Die Autonomie des freien und mündigen Menschen gilt als Leitbild der Moderne. Für den Soziologen Castel eine unbestreitbare Errungenschaft, deren Kehrseite jedoch Konsequenzen hat, auf die es Antworten zu finden gilt, um den gesellschaftlichen Zusammenhalt nicht weiter zu gefährden. Denn der Mensch ist in unserer "Gesellschaft der Individuen" mit Umbrüchen in der Arbeitswelt konfrontiert, die tief greifende soziale und anthropologische Konsequenzen haben. Er sieht sich Ansprüchen ausgeliefert, denen er nicht immer gewachsen ist. Diese Überhöhung des Individuums hat die Welt der Arbeit längst erobert. Gefordert werden Verantwortungsgefühl, Risikobereitschaft und Unternehmungsgeist, um angesichts der heutigen ökonomischen Situation die berufliche Leistung zu steigern und die nötige Wettbewerbsfähigkeit zu erlangen. Begleitet ist dieser Appell an den Einsatz des Individuums stets von einer Verdammung staatlicher Zwänge.

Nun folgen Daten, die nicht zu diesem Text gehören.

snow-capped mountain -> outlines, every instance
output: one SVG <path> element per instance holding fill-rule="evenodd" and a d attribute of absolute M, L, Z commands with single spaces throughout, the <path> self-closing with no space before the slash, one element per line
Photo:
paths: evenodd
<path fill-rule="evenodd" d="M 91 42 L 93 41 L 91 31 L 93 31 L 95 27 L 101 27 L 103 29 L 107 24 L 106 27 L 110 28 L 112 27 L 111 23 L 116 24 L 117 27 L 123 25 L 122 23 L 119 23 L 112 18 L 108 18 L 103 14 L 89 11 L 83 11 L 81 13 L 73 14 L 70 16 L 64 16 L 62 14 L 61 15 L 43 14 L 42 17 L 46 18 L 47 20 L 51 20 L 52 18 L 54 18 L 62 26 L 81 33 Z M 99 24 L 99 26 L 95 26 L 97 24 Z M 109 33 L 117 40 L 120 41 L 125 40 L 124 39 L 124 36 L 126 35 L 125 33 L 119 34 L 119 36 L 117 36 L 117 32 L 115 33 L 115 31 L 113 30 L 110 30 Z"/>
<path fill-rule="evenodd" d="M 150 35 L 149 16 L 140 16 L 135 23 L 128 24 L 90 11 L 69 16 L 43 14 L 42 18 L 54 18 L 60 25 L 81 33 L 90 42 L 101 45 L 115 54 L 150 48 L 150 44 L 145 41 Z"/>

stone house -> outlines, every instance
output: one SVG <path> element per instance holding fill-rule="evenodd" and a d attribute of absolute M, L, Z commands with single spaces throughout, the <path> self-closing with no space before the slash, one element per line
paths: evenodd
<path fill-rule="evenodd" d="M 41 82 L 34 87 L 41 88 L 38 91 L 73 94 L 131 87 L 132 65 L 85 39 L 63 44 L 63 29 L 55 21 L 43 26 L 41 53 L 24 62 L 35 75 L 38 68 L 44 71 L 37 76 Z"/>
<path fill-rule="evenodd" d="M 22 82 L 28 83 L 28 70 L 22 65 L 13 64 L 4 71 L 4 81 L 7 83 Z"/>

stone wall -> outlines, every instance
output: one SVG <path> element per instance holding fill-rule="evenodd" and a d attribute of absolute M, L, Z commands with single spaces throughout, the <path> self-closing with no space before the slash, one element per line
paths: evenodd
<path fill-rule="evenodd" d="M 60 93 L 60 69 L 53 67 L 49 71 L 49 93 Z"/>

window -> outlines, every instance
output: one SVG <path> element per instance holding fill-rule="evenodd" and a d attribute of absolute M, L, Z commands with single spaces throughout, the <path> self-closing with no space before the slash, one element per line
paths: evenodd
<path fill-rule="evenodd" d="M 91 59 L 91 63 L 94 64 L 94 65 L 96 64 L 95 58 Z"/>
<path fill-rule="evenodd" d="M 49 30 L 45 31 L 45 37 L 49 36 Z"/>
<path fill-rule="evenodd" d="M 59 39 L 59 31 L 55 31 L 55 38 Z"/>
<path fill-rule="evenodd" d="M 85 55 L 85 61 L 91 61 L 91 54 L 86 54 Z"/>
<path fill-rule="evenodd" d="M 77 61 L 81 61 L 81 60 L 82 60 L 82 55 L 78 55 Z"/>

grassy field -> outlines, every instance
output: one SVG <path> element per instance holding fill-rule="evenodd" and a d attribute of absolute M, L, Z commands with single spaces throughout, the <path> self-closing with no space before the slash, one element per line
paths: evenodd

Profund, aber altmodisch nennt Rezensent Andreas Eckert diese Studie des französischen Sozilogen Robert Castel, der darin die großen Umbrüche der Arbeitsgesellschaft nachzeichnet: die Deregulierung der Arbeitsverhältnisse, den Umbau der Sozialsystem und den Ausschluss weiter Bevölkerungsteile aus dem arbeitenden Zentrum. Langzeitarbeitslosigkeit und soziale Prekarisierung wurden in die Banlieue gedrängt. Dies findet Eckert zwar alles instruktiv dargestellt, was er dem Buch, das sich aus verschiedenen Essays zusammensetzt, jedoch anlastet, ist seine Konzentration auf Frankreich. Auch wenn Castel einen universalistischen Duktus pflege, wirft er keinen einzigen längeren Blick auf ein anderes Industrieland. Kritisch merkt der Rezensent auch an, dass Castels Arbeitsbegriff sich auf die Lohnarbeit beschränke.
Rezensionsnotiz zu
Frankfurter Rundschau, 20.05.2011
Für Christian Schlüter hat der Kapitalismus derzeit ein "kleines Glaubwürdigkeitsproblem". Allerdings zeigt der französische Soziologe Robert Castel seines Erachtens, dass die Voraussetzung für die Fortexistenz des Kapitalismus bereits geschaffen sind. Die Analysen des Autors vermitteln für ihn ein ernüchterndes Bild vom Individuum, das nicht mehr bürgerliches Subjekt ist, sondern Produkt einer tiefen Desintegration, dessen Situation von Entkollektivierung und Entsolidarisierung geprägt ist. So zustimmend er das Buch gelesen hat, so bedauerlich scheint es ihm, dass der Autor wie viele Linke "über die Defensive" nicht hinauskommt.